For this example, I am building a hypothetical 10m long fence, which is 800mm high.  Now, given that we are using the same 100 by 75mm treated pine sleepers as the rails, and we need the same amount of concrete, aggregate for drainage and ag pipe etc.  The only point of difference price wise are the actual posts. 
Assuming that we use the standard 2.4 lengths of rails we need 5 posts set at 600mm deep.  
For the steel that would be 5 steel posts at 1.4m long at $30.27 per metre for a sub-total of $212 add another $25 for the cost of the 5 cuts and the total is $237 
For the treated pine posts it would be 5 treated pine posts at 2.4m long at $26.40 each (I have assumed the retaining wall is built for longevity using the standard 100 by 200 sleepers) for a sub-total of $132.  Then we need to add the cost of the galvanised coach bolts.  Once again doing it properly there are 4 per rail times 16 rails at $1.60 each for a sub-total of $102.40.  Which gives a total cost of $234.40. 
Now, I'm not yet finished.  There is an unfactored time cost for drilling, and bolting up the 64 separate holes, the wastage of about 5m of treated pine, and the durability of the steel over the treated pine. 
Make sense?

----------


## Pulse

Saw those posts advertised in metalcorp brochure today, if I still had it I'd tell you the price!
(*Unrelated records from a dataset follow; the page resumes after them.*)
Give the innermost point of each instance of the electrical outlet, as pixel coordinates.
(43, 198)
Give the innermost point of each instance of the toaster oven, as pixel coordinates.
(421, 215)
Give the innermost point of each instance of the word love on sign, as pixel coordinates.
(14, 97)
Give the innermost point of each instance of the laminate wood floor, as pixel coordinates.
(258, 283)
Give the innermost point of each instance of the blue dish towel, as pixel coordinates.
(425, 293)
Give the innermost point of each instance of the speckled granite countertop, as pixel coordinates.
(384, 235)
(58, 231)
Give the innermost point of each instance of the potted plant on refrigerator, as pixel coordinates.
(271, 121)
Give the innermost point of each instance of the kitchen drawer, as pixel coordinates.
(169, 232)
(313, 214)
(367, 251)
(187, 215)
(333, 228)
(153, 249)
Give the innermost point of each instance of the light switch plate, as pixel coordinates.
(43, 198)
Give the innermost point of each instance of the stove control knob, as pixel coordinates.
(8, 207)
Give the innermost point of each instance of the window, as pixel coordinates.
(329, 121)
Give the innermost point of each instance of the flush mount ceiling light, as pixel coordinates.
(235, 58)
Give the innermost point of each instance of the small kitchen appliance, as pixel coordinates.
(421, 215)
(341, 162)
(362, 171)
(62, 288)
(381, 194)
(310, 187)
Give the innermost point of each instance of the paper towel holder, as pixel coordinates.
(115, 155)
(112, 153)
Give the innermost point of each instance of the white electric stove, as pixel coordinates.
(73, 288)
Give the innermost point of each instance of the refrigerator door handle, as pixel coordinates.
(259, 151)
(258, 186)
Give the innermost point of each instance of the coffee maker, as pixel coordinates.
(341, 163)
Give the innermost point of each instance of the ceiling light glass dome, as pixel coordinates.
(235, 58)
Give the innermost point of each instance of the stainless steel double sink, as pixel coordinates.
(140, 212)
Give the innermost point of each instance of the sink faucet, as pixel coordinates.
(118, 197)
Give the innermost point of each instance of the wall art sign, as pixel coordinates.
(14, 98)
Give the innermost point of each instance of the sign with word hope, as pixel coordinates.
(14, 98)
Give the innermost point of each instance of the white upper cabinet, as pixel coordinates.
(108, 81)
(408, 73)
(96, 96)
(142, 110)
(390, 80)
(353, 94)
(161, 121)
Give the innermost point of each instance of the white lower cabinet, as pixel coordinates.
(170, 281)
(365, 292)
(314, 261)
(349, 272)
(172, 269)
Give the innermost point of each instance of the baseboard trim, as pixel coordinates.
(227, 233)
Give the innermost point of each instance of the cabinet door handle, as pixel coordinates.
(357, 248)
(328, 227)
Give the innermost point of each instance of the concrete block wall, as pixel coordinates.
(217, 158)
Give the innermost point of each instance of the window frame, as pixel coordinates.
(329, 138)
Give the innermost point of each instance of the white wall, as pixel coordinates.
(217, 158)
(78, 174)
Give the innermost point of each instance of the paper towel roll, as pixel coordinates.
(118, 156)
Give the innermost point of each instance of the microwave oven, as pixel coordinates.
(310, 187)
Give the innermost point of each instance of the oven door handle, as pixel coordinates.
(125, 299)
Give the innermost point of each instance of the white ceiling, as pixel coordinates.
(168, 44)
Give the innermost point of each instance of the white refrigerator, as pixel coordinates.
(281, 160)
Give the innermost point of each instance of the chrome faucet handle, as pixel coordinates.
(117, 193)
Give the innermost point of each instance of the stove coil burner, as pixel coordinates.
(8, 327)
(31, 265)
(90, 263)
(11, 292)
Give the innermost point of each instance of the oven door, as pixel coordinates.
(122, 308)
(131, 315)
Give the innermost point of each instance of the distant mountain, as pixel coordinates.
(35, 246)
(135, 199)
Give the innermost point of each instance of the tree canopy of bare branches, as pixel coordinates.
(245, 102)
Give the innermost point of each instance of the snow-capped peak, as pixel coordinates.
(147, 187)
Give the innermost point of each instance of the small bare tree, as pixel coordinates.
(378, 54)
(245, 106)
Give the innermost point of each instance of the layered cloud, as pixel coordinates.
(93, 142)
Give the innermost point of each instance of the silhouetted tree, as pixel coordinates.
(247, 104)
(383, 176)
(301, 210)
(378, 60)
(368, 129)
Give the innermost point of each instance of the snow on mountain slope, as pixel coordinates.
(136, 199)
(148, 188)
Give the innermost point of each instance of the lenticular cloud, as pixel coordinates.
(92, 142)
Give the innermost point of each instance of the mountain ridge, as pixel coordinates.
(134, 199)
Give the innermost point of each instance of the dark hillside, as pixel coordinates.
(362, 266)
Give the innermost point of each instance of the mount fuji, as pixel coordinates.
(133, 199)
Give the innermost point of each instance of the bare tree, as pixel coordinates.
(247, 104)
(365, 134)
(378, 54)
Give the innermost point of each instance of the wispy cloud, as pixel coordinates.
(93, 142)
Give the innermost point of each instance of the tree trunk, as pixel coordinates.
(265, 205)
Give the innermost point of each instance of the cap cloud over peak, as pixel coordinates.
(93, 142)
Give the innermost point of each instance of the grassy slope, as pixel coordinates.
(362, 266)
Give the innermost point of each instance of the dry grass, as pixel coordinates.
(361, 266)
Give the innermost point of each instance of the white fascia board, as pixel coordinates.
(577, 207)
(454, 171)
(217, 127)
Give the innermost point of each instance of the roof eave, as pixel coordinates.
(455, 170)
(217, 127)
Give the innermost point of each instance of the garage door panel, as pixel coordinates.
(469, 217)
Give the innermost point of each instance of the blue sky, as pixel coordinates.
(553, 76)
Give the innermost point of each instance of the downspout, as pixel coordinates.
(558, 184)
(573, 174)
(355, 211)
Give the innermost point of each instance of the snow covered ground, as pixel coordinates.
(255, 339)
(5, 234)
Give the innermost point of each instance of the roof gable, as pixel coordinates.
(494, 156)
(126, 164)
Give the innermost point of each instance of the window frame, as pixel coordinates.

It was sold as a retaining wall sleeper post/ 
Cheers
Pulse

----------


## Terrian

> Okay this has been bugging me for a few weeks now, so I thought I would take the ten minutes it takes to figure it out. 
> For this example, I am building a hypothetical 10m long fence, which is 800mm high.  Now, given that we are using the same 100 by 75mm treated pine sleepers as the rails, and we need the same amount of concrete, aggregate for drainage and ag pipe etc.  The only point of difference price wise are the actual posts. 
> Assuming that we use the standard 2.4 lengths of rails we need 5 posts set at 600mm deep.  
> For the steel that would be 5 steel posts at 1.4m long at $30.27 per metre for a sub-total of $212 add another $25 for the cost of the 5 cuts and the total is $237 
> For the treated pine posts it would be 5 treated pine posts at 2.4m long at $26.40 each (I have assumed the retaining wall is built for longevity using the standard 100 by 200 sleepers) for a sub-total of $132.  Then we need to add the cost of the galvanised coach bolts.  Once again doing it properly there are 4 per rail times 16 rails at $1.60 each for a sub-total of $102.40.  Which gives a total cost of $234.40. 
> Now, I'm not yet finished.  There is an unfactored time cost for drilling, and bolting up the 64 separate holes, the wastage of about 5m of treated pine, and the durability of the steel over the treated pine. 
> Make sense?

  I see your figures, and wonder why you would buy 2.4m x 100mm sleepers when you want 1.4m for the posts, buying 2  3.0 x 75  and 1 1.8 x 75 would be a cheaper option,   
Working from memory (about 2 years since I was last selling garden supplies), about $30 each for the 3m sleepers & $14 for the 1.8 sleeper, about $74, add your 102.40 for gal bolts, gives $176.40, quite a lots less than $237, but, thats just my take on it (says he who has just used 3.0m bridge timbers and about 2.4m 'b' grades, expensive way to build a wall) (oh yeah, no bolts  :Smilie:  
75mm  will last just as long  as 100mm for the posts (about 20 years if I recall) and a heck of a lot less wastage.
As for the time factor for drilling holes, really it is a non issue for the person building the wall themselves. 
If you really want the wall to last longer than a lifetime you would use steel posts & concrete panels  :Smilie:  (thats the next wall I build!)

----------


## Planned LScape

Depending on wall height however the 2.4m 75 or 100mm sleepers are the stronger option. Anything over 2 sleepers high I go 2.4 lengths.

----------


## Tubby2

> Saw those posts advertised in metalcorp brochure today, if I still had it I'd tell you the price! It was sold as a retaining wall sleeper post/ 
> Cheers
> Pulse

  I gave them a quick call and the price was $45 l/m. They come in pre cut lengths starting at 900mm and increasing in 300mm increments. These a Galvanised and 5mm thick

----------